Fri Mar 15 18:30:19 UTC 2024

On Thu, Mar 14, 2024 at 01:56:25PM -0400, Paul Moore wrote:
> On Sat, Mar 9, 2024 at 2:53 AM Günther Noack <gnoack at google.com> wrote:
> >
> > This LSM hook gets called just before the fs/ioctl.c logic delegates
> > the requested IOCTL command to the file-specific implementation as
> > implemented by f_op->unlocked_ioctl (or f_op->ioctl_compat).
> >
> > It is impractical for LSMs to make security guarantees about these
> > f_op operations without having intimate knowledge of how they are
> > implemented.
> >
> > Therefore, depending on the enabled Landlock policy, Landlock aims to
> > block the calls to filp->f_op->unlocked_ioctl(), but permit the calls
> > to the IOCTL commands which are already implemented in fs/ioctl.c.
> >
> > The current call graph is:
> >
> >   * ioctl syscall
> >     * security_file_ioctl() LSM hook
> >     * do_vfs_ioctl() - standard operations
> >       * file_ioctl() - standard file operations
> >     * vfs_ioctl() - delegate to file (if do_vfs_ioctl() is a no-op)
> >       * filp->f_op->unlocked_ioctl()
> >
> > Why not use the existing security_file_ioctl() hook?
> >
> > With the existing security_file_ioctl() hook, it is technically
> > feasible to prevent the call to filp->f_op->unlocked_ioctl(), but it
> > would be difficult to maintain: security_file_ioctl() gets called
> > further up the call stack, so an implementation of it would need to
> > predict whether the logic further below will decide to call
> > f_op->unlocked_ioctl().  That can only be done by mirroring the logic
> > in do_vfs_ioctl() to some extent, and keeping this in sync.
> 
> Once again, I don't see this as an impossible task, and I would think
> that you would want to inspect each new ioctl command/op added in
> do_vfs_ioctl() anyway to ensure it doesn't introduce an unwanted
> behavior from a Landlock sandbox perspective.

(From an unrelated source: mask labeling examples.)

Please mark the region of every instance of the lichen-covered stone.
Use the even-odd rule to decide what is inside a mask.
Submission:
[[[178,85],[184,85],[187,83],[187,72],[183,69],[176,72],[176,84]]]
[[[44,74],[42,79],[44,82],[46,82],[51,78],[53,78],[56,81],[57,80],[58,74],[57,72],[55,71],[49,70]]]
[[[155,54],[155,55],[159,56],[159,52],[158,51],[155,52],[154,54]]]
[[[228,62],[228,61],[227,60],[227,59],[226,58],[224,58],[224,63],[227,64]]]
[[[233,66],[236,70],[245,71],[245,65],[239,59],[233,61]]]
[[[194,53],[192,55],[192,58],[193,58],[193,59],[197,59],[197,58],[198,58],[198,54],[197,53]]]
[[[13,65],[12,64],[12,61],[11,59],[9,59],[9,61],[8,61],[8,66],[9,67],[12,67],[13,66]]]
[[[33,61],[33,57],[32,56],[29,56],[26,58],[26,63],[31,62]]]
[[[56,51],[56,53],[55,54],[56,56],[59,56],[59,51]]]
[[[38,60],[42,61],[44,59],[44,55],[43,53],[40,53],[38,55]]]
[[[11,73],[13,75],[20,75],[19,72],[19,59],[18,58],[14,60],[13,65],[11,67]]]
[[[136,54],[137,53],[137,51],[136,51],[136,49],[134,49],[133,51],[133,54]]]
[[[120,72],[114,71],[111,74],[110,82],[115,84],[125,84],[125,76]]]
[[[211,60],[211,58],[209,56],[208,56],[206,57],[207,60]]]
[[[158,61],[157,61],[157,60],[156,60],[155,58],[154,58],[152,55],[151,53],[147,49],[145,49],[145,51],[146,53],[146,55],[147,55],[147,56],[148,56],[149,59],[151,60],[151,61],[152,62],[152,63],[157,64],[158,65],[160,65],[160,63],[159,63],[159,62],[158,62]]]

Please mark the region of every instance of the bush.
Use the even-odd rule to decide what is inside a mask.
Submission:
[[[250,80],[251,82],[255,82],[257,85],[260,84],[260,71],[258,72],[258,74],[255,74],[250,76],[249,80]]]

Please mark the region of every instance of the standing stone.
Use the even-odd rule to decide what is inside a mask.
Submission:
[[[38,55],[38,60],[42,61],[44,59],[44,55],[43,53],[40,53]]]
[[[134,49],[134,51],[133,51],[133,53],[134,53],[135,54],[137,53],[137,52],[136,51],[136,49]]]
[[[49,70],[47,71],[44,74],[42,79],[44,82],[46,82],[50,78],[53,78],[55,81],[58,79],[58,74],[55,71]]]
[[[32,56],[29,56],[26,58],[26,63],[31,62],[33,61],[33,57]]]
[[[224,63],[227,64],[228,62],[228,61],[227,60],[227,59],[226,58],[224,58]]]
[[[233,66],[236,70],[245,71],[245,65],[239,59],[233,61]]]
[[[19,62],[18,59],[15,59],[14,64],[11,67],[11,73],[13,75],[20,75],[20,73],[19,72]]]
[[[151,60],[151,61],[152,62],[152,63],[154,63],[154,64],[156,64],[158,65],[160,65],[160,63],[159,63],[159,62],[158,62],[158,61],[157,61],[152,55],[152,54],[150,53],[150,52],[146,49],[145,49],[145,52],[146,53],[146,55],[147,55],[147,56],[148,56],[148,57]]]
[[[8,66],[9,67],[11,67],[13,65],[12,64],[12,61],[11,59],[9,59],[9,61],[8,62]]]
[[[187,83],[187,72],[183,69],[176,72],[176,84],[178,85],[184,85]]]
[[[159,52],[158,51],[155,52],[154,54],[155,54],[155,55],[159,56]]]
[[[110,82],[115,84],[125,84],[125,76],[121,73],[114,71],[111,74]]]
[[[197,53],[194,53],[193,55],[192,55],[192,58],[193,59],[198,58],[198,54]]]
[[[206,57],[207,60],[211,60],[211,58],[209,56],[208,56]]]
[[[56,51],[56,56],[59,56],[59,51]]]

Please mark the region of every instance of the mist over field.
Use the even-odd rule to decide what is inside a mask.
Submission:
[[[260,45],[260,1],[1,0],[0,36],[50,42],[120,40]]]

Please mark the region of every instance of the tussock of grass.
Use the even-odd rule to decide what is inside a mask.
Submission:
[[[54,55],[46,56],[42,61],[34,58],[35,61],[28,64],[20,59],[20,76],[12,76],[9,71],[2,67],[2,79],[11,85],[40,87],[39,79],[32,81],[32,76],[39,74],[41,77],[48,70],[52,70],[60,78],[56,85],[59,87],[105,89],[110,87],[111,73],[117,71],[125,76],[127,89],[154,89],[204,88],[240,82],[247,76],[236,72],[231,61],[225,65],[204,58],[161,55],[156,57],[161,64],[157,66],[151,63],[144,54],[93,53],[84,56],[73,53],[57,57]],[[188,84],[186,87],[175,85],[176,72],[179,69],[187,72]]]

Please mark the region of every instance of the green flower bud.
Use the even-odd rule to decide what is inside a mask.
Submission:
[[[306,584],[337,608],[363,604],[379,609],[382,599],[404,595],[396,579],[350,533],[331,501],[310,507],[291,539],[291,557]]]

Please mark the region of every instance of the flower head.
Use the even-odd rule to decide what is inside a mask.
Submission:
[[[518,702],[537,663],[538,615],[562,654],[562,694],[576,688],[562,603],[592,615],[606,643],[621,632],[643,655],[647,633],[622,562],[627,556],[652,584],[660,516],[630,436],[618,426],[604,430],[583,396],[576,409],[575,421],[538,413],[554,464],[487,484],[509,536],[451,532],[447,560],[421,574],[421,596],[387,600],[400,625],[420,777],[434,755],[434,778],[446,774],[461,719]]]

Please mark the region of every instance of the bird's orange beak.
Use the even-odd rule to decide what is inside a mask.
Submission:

About the LANDLOCK_ACCESS_FS_IOCTL_DEV semantic, we only care about the
IOCTLs that are actually delivered to device drivers, so any new IOCTL
directly handled by fs/ioctl.c should be treated the same way for this
access right.

> Looking at the git
> log/blame, it also doesn't appear that new do_vfs_ioctl() ioctls are
> added very frequently, meaning that keeping Landlock sync'd with
> fs/ioctl.c shouldn't be a terrible task.

do_vfs_ioctl() is indeed not changed often, but this doesn't mean we
should not provide strong guarantees, avoid future security bugs, lower
the maintenance cost, and improve code readability.

> 
> I'm also not excited about the overlap between the existing
> security_file_ioctl() hook and the proposed security_file_vfs_ioctl()
> hook.  There are some cases where we have no choice and we have to
> tolerate the overlap, but this doesn't look like one of those cases to
> me.
> 
> I'm sorry, but I don't agree with this new hook.

OK, I sent a new RFC (in reply to your email) as an alternative
approach.  Instead of adding a new LSM hook, this patch adds the
vfs_get_ioctl_handler() helper and some code refactoring that should be
both interesting for the VFS subsystem and for Landlock.  I guess this
could be interesting for other security mechanisms as well (e.g. BPF
LSM).  What do you think?

Arnd, Christian, would this sound good to you?